Abstract: This paper
looks at the birth of the Catholic Patriarchate of Ethiopia, a "joint-venture"
between the Portuguese crown, the Holy See and the Jesuit order, founded
in the second half of the 16th century. It begins by focusing on the
first years of the Jesuit order at the Portuguese court. This is followed
by an inquiry into the reasons and occasions for the Portuguese Crown's
decision to change its policy towards the Ethiopian monarchy and send
religious missionaries instead of the traditional diplomatic visits.
The author contends that the engagement of the Jesuit fathers in tasks
that before had belonged merely to diplomats was linked to the contemporary
crisis endured by the Estado da India. The Jesuits, with their optimism
and ambitious goals, offered the Crown the prospect of overcoming
its chronic shortage of means and people.
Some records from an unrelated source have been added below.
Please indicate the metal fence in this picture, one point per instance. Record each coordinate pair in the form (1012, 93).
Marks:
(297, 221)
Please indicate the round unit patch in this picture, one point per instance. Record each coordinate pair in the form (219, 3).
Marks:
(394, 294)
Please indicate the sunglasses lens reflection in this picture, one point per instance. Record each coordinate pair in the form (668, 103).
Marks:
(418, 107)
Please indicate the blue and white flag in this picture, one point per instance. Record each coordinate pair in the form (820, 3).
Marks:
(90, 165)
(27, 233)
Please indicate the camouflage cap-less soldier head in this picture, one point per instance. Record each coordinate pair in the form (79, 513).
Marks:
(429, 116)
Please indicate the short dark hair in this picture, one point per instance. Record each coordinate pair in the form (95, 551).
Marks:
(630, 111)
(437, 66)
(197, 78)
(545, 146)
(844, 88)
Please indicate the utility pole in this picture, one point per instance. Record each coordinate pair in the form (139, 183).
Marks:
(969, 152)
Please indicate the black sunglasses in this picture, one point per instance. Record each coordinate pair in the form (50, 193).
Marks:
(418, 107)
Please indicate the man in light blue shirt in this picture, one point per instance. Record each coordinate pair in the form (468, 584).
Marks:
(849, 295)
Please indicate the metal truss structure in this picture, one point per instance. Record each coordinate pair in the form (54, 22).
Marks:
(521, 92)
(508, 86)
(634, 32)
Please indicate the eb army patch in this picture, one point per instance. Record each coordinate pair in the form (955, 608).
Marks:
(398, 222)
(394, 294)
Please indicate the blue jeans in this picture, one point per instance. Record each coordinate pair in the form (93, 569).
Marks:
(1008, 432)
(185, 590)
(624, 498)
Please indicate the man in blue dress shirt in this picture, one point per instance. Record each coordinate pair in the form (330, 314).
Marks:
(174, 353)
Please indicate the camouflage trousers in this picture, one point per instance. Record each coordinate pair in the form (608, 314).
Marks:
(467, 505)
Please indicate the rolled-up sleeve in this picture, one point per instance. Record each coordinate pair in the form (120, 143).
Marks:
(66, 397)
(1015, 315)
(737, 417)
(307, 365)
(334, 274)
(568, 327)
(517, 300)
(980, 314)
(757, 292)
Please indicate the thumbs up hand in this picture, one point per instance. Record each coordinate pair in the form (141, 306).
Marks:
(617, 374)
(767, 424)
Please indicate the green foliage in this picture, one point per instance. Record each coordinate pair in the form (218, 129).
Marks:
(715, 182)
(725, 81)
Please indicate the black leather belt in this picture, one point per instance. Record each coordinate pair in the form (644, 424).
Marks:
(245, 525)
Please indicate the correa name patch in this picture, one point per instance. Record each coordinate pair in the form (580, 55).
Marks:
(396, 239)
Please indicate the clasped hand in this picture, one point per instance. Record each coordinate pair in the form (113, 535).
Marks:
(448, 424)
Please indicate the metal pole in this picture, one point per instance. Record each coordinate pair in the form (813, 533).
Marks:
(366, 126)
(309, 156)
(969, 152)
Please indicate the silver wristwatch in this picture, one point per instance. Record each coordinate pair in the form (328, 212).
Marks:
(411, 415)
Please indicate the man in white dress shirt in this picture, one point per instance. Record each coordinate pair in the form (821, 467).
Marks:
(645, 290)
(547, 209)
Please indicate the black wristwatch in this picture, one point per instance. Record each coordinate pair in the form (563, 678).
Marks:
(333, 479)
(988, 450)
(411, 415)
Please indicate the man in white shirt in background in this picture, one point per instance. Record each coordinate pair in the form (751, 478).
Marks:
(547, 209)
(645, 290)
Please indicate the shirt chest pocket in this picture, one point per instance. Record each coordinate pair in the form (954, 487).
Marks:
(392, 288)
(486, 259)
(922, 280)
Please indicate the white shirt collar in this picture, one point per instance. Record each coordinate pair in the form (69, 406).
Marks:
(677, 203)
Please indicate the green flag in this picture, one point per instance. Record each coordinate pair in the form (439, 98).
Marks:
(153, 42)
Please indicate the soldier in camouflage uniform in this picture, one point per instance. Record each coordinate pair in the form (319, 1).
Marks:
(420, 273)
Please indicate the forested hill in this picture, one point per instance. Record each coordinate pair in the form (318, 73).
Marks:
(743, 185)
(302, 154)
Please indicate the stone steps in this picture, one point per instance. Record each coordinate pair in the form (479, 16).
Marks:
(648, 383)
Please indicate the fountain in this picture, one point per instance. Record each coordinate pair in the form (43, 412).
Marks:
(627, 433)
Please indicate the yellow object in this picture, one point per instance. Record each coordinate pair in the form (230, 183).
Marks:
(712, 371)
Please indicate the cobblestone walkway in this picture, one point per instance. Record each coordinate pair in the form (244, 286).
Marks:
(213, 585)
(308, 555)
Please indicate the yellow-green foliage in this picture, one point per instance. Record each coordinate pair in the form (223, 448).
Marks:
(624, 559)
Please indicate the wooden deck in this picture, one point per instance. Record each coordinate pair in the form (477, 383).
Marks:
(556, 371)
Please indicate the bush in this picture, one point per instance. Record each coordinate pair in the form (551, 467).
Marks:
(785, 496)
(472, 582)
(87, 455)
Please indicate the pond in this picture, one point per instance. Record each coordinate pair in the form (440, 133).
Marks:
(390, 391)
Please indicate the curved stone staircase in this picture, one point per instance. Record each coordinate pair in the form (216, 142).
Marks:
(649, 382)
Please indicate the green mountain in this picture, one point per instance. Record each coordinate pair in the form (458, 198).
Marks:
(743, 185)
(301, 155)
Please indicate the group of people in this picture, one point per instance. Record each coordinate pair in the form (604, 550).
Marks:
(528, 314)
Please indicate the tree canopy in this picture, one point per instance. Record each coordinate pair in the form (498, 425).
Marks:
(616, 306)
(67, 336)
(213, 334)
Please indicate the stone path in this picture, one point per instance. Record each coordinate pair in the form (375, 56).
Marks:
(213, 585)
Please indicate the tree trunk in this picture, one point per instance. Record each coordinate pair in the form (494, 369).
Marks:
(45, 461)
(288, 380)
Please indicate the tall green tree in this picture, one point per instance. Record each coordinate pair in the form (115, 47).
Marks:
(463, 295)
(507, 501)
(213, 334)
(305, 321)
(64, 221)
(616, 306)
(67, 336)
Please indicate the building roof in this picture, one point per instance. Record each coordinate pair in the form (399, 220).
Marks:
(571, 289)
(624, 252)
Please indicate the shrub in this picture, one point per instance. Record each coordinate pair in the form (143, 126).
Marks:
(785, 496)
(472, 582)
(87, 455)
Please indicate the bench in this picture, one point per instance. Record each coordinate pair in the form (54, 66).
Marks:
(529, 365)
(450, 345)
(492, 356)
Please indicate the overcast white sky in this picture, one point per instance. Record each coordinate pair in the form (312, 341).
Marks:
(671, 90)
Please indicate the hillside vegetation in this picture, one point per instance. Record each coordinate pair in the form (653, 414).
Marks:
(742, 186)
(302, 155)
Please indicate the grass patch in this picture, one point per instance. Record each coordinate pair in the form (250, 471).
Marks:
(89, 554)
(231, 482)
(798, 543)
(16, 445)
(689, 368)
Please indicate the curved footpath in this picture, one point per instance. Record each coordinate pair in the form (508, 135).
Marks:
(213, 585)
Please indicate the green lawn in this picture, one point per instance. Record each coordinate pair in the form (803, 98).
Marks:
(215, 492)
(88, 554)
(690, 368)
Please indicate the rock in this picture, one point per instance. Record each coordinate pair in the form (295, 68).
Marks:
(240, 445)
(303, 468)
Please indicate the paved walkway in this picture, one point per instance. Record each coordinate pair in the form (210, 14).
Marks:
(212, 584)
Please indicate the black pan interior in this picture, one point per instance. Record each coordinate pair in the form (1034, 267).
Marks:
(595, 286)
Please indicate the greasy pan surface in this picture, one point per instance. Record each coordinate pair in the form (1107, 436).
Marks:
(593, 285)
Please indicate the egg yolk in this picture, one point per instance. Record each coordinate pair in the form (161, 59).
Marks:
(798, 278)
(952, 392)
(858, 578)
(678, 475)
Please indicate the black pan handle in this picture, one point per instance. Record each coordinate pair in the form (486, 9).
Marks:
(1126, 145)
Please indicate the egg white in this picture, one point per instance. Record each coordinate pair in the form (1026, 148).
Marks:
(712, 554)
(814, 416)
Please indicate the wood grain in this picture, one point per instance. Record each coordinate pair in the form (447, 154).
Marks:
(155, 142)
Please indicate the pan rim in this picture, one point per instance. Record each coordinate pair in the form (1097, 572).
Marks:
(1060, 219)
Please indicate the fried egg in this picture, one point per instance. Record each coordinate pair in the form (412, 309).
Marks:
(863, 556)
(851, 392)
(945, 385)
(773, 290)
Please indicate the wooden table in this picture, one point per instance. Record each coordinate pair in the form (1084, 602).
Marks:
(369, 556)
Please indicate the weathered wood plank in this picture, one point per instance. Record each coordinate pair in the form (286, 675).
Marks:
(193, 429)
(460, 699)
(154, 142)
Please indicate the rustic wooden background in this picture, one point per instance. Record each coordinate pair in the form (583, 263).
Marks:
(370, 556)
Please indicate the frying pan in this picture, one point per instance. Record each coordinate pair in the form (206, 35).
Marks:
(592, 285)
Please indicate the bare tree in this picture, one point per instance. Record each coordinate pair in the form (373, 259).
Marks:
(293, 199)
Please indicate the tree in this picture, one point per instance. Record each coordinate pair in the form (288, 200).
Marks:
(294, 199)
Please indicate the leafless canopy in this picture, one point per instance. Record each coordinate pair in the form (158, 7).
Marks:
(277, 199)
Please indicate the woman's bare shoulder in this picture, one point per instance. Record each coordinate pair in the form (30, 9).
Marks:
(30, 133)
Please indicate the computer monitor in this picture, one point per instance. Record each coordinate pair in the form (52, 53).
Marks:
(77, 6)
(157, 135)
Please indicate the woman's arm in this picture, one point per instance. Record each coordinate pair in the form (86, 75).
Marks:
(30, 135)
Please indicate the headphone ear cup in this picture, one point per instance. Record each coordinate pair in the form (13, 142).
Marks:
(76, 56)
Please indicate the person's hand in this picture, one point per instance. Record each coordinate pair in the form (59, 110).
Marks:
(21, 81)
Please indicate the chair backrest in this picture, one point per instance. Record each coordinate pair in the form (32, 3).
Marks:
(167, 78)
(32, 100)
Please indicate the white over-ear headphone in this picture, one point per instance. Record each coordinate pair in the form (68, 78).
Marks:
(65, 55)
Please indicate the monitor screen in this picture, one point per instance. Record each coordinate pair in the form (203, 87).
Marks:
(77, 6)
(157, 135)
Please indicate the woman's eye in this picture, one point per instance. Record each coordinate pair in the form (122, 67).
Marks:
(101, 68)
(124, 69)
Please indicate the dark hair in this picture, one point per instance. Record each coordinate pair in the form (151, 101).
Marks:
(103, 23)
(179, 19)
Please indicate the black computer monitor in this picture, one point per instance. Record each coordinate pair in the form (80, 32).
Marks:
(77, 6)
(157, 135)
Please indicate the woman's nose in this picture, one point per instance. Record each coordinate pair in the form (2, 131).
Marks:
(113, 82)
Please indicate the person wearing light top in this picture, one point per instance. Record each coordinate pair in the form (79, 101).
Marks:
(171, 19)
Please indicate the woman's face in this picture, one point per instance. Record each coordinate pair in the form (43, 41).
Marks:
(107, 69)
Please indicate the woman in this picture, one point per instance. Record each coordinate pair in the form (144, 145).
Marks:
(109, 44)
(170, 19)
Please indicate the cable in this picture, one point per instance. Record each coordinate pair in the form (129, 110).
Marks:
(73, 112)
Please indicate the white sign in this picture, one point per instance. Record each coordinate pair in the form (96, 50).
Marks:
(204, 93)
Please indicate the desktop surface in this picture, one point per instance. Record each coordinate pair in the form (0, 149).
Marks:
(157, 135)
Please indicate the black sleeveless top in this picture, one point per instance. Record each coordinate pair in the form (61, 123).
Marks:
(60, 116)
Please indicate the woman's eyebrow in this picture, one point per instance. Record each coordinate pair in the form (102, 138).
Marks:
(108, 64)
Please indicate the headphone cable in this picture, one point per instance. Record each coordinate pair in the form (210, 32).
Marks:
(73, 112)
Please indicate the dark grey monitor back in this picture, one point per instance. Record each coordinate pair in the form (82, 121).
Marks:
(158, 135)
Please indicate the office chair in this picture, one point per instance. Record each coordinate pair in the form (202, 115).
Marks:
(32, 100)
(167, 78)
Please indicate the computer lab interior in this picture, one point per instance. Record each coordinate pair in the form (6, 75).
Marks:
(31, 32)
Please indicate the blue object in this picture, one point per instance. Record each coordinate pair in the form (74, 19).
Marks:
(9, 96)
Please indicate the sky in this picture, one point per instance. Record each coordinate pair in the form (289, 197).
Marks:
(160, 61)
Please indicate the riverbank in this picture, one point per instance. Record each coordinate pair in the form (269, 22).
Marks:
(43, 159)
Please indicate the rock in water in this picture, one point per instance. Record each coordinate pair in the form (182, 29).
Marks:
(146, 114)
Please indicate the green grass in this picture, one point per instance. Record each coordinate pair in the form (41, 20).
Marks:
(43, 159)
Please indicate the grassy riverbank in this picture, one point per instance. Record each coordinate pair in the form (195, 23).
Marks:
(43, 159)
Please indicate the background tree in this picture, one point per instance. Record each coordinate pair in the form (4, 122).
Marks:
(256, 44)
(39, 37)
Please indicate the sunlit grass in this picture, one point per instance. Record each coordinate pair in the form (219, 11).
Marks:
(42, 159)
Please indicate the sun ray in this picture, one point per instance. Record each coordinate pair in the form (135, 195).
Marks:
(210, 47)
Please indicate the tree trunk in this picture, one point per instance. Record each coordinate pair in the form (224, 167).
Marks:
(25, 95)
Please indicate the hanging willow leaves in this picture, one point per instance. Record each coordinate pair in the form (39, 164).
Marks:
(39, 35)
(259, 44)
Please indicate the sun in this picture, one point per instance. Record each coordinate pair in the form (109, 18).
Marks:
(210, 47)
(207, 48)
The global dominion that
the Lusitan rulers sought could be attained with the help of a religious
order that proposed to do something similar, a global conversion and
reform; a project at the very center of which was placed the mission
to the "Prester John".
- "Prestige Considerations and the Changing Interest of the Portuguese
Crown in Sub-Saharan Atlantic Africa, 1444-1580" (Pp. 15-36),
de Ivana Elbl, do Trent University, Peterborough, Ontario, Canada.
Abstract: The article
explores the role of prestige-seeking in the ups and downs of Portuguese
interest in sub-Saharan Africa and in the value the Portuguese Crown
put on cultivating diplomatic relations with the various African state
in the fifteenth and sixteenth centuries. After decades of stressing
and pursuing relations with Africa, Portugal downgraded and came to
neglect the African diplomatic scene from the late 1510s onward. Interest
then increased again, temporarily, in last quarter of the sixteenth
century. What had declined was not so much the economic importance
of sub-Saharan Africa, but its prestige and propaganda value. The
economic and strategic significance of Portuguese involvement in Africa
remained, but prestige had suffered. The discrepancy between the material
utility and the perceptions of the Portuguese expansion in Africa
raises a number of questions about the array and nature of forces
behind the overseas expansion, and about the role of prestige as socio-political
motivator. The dynamics of the Portuguese valuation of contacts with
Africa demonstrate that in the era of the overseas expansion prestige
was an important power-generating instrument and its acquisition was
a vital objective in itself.
- "The February 1953 Massacre
in São Tomé: Crack in the Salazarist Image of Multiracial
Harmony and Impetus for Nationalist Demands for Independence"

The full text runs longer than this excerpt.